Experts say spent fuel rods in a cooling pool at the reactor could be exposed by the fire and spew more radiation into the atmosphere. Japan's Nuclear and Industrial Safety Agency said two workers were missing after blasts at the facility a day earlier blew a hole in the building housing the No. 4 reactor.
In the first hint of international frustration at the pace of updates
from Japan, Yukiya Amano, director general of the International Atomic
Energy Agency, said he wanted more timely and detailed information.

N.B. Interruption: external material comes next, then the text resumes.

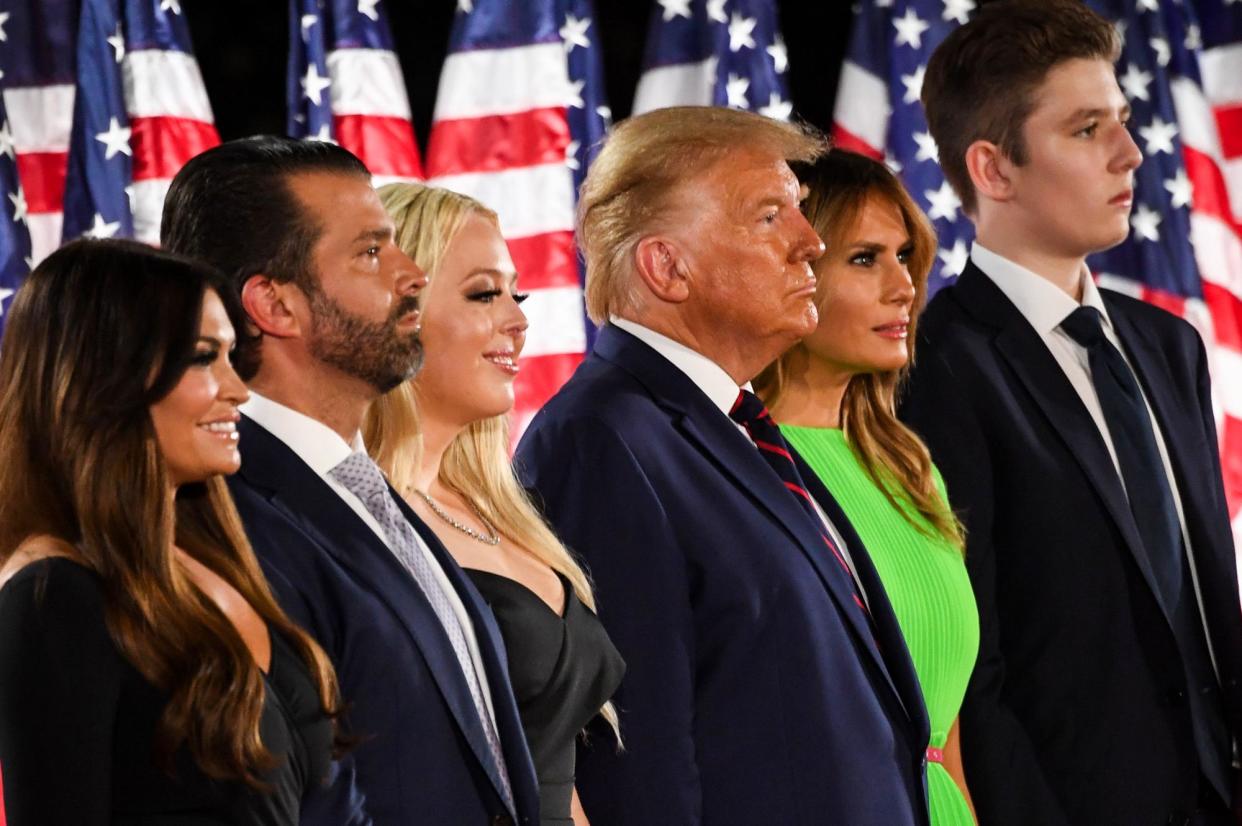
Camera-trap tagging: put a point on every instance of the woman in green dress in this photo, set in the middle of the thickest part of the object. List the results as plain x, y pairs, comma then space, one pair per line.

"We do not have all the details of the information so what we can do is
limited," Amano told a news conference in Vienna. "I am trying to
further improve the communication."
The US Department of Energy said it had sent a team of 34 people to help Japan with the crisis.
Japanese Prime Minister Naoto Kan on Tuesday urged people within 30 km
(18 miles) of the facility -- a population of 140,000 -- to remain
indoors, as authorities grappled with the world's most serious nuclear
accident since the Chernobyl disaster in Ukraine in 1986.
Officials in Tokyo said radiation in the capital was 10 times normal at
one point but not a threat to human health in the sprawling high-tech
city of 13 million people.
Toxicologist Lee Tin-lap at the Chinese University of Hong Kong said
such a radiation level was not an immediate threat to people but the
long-term consequences were unknown.
"You are still breathing this into your lungs, and there is passive
absorption in the skin, eyes and mouth and we really do not know what
long-term impact that would have," Lee told Reuters by telephone.
Winds over the plant will blow from the north along the Pacific coast
early on Wednesday and then from the northwest towards the ocean during
the day, the Japan Meteorological Agency said.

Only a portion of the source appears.